Very few moments in life do we feel the luxury of absolute franchise, openness, honesty. But after all, once there is nowhere left to run, who has the time left for deception? How nice to have reached the end of the line where one no longer has to bandy words with a person. You and I have finally reached that point, old friend. The compulsion to window dress with words is over. How strange to think that at one time everything between us seemed to depend on words. Through their construct, I hoped to win your heart; through them again, I hoped to keep it. I wasn’t merely as good as my word—I was my word, so much I depended on it. Now, finally, the words come so effortlessly we need no longer weigh them to measure their potential to please, wound, convince, expel, conjure, abjure, injure. When I used to worry you with my silences, I was mired in a loss for words. I could never see past my addiction for the verbal and simply reach out my hand toward you with a reassuring caress…
Well, you are no longer here to caress, but at least I can stop my calculations and let someone else judge the weight of my words.
No I do not believe in luck but I do believe in fate. Although fortune has rarely smiled upon me fate has spun me like a top. And I am not sure I would prefer the former to the latter.

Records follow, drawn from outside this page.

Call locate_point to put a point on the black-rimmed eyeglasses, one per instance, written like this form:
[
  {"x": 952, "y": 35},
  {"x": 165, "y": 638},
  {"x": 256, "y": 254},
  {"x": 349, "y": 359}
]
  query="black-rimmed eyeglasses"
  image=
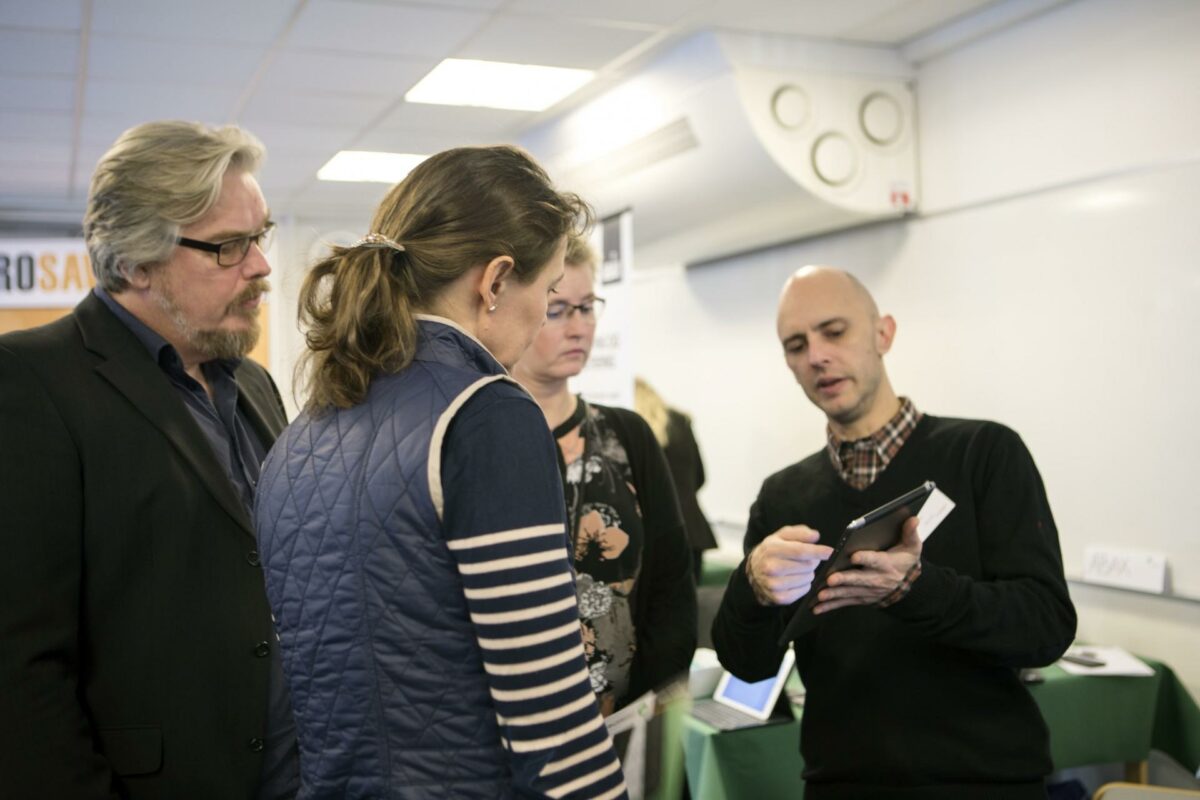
[
  {"x": 589, "y": 311},
  {"x": 232, "y": 252}
]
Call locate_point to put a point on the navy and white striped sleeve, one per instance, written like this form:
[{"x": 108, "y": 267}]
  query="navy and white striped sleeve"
[{"x": 503, "y": 516}]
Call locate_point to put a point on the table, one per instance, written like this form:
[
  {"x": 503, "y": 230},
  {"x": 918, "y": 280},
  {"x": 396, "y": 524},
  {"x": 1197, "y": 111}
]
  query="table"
[{"x": 1092, "y": 721}]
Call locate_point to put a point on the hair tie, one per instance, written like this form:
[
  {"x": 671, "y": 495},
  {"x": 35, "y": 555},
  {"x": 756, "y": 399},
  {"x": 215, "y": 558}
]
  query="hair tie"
[{"x": 378, "y": 240}]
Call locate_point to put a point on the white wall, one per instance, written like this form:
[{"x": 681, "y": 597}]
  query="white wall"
[{"x": 1048, "y": 284}]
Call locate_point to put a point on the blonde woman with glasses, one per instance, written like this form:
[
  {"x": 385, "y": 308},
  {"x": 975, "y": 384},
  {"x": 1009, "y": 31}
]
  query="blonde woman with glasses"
[{"x": 635, "y": 587}]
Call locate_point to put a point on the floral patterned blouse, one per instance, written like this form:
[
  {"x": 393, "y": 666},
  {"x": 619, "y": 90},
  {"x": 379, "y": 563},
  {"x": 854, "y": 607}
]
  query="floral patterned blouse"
[{"x": 610, "y": 540}]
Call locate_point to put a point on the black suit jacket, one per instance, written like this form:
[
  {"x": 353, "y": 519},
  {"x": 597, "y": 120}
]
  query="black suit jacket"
[{"x": 132, "y": 606}]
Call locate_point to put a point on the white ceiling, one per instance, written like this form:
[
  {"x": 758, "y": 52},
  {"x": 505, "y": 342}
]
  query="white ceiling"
[{"x": 312, "y": 77}]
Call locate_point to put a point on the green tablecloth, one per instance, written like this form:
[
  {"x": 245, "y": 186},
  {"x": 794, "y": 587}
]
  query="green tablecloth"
[{"x": 1092, "y": 721}]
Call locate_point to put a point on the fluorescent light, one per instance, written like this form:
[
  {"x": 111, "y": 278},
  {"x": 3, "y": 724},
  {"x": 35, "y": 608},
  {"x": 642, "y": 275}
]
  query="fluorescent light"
[
  {"x": 496, "y": 84},
  {"x": 365, "y": 166}
]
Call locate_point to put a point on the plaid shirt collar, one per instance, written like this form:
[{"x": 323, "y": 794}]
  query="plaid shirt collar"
[{"x": 861, "y": 461}]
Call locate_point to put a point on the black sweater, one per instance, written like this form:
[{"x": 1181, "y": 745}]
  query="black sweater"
[{"x": 925, "y": 692}]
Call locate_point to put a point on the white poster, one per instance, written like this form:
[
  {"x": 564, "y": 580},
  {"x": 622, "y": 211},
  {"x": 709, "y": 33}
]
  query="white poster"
[
  {"x": 43, "y": 272},
  {"x": 609, "y": 377}
]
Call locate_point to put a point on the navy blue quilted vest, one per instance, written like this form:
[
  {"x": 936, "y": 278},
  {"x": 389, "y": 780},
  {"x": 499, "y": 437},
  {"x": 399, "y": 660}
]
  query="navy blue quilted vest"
[{"x": 387, "y": 678}]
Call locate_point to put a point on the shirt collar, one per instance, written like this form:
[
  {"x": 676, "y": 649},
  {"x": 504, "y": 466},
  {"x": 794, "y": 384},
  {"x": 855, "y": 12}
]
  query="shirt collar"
[{"x": 883, "y": 444}]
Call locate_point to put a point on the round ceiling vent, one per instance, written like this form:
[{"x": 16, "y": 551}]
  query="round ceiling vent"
[
  {"x": 834, "y": 158},
  {"x": 881, "y": 116},
  {"x": 791, "y": 107}
]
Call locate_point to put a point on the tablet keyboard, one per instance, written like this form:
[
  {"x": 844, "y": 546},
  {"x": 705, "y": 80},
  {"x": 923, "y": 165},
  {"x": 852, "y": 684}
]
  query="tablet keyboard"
[{"x": 721, "y": 716}]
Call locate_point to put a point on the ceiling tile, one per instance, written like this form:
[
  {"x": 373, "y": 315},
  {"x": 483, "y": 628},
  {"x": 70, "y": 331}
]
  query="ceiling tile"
[
  {"x": 426, "y": 116},
  {"x": 551, "y": 42},
  {"x": 393, "y": 30},
  {"x": 328, "y": 109},
  {"x": 468, "y": 5},
  {"x": 424, "y": 142},
  {"x": 156, "y": 101},
  {"x": 213, "y": 22},
  {"x": 58, "y": 14},
  {"x": 36, "y": 94},
  {"x": 300, "y": 139},
  {"x": 174, "y": 62},
  {"x": 815, "y": 18},
  {"x": 354, "y": 200},
  {"x": 35, "y": 152},
  {"x": 36, "y": 53},
  {"x": 659, "y": 12},
  {"x": 358, "y": 74},
  {"x": 28, "y": 178},
  {"x": 912, "y": 19},
  {"x": 27, "y": 125},
  {"x": 285, "y": 173},
  {"x": 101, "y": 130}
]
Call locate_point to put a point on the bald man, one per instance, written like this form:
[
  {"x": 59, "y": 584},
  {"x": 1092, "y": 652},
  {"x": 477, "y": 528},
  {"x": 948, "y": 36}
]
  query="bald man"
[{"x": 911, "y": 668}]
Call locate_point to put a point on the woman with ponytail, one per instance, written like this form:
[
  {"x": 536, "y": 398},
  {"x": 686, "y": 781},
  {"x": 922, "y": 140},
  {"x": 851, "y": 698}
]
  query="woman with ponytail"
[{"x": 411, "y": 521}]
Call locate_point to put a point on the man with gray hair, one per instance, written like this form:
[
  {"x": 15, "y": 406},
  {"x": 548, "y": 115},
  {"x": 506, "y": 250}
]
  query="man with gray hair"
[{"x": 137, "y": 654}]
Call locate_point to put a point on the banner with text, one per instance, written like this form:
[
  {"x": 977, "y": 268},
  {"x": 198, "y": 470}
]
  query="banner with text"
[{"x": 43, "y": 272}]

I suppose I’ve had dreams of a life of ease, the garden of Eden where ripe fruit would fall into my lap. Apparently ever since one of my mythological ancestors got kicked out, however, all the rest of us have been banished as well. Christians would have us subject hereafter to the wrath of God. I prefer to think of it as the work of the Fates.
And yet I want to be loved for my artifice, my design, my calculations, and still hope they are a bitter distillation of who I really am. Imagine seeking the truth through so meretricious a device as language! Well, some of us are not slated for an enlightened existence. For every Buddha or Saint Francis legions of us remain to confound ourselves in a dim and prosaic material world. Mistake this not for derision. I envy the saint, the modest monk, those lucky few who have opted for the simple beauty of a life of the spirit. Think of Phèdre: “Que ces vains ornements, que ces voiles me pèsent!” Had she only had the foresight to shirk her worldly passions and escape to a nunnery. But our mortal weakness for ephemeral possession bends us like gravity to this muddled earth!